You can. You just haven’t tried hard or long enough. Filming yourself and putting it on YouTube helps, too. Go on, champ!
You probably can if you have wireless charging. It just wouldn’t be very much to be noticeable. Not enough volts/amps.
Your phone does gain a charge of static electricity along with the rest of you, but there’s no difference in the gained charge across the pins on the charging port. So since the charging port pins see the same increase in charge they have no electric force to push it into the battery. You’re pushing equally hard into the entrance and exit.

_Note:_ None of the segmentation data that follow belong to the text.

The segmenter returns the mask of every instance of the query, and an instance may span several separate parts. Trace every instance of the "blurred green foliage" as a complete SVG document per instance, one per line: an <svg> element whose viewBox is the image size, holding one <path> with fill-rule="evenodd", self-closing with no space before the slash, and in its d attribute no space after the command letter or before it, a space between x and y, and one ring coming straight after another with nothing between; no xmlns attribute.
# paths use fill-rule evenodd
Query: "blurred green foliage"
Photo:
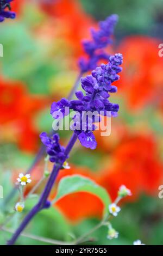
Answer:
<svg viewBox="0 0 163 256"><path fill-rule="evenodd" d="M117 14L120 22L117 30L120 35L147 34L155 23L163 20L162 0L80 1L86 10L98 20Z"/></svg>

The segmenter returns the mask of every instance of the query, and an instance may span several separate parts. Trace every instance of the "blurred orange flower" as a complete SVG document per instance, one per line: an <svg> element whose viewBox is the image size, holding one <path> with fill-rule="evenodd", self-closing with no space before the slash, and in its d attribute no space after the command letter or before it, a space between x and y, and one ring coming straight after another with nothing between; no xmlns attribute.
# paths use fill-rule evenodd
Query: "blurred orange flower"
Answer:
<svg viewBox="0 0 163 256"><path fill-rule="evenodd" d="M74 174L96 180L96 175L89 168L71 165L70 169L61 170L60 172L57 182L64 176ZM103 210L103 205L101 200L96 196L87 192L78 192L67 196L59 200L55 206L59 209L68 220L73 222L79 221L92 216L101 217Z"/></svg>
<svg viewBox="0 0 163 256"><path fill-rule="evenodd" d="M0 78L0 138L17 143L23 150L36 150L34 114L47 102L45 96L29 94L21 82Z"/></svg>

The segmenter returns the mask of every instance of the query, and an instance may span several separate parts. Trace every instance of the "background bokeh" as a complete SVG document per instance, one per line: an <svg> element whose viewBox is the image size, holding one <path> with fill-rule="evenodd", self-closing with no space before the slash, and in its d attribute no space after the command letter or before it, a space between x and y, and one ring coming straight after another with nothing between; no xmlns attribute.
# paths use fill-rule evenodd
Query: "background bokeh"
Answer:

It’s like trying to blow into both ends of a hose at the same time.
Let me ask you a question, would it quench your thirst to have a glass of water poured over you?
Not correct voltage, (your phone expects to be charged at between 5 and 20V or so) the other thing is that by rubbing your feet you gather some electrons, it’s only because you did a lot of rubbing that all the extra electrons (or missing electrons, conversely) pile up or a matter of a few seconds or more, but it immediately discharges in a matter of nanoseconds (1-100 nanoseconds according to this source).
the relevant excerpt
From this stack exchange source: a nasty shock is about 3.7mJ, so for the duration of the shock (100ns) it is 37 000W, but since it took a few seconds at the very least, the average rate at which you collected that electrostatic energy from the carpet is 0.00074W, if my math is correct.
So if you had 1350 friends holding your phone rubbing your carpet, or socks that made your feet 1350 as big, and a very fancy voltage regulator, you might be able to charge a phone at rates similar to a charger?
A hand-cranked or pedal-operated generator, a solar panel would be far more feasible.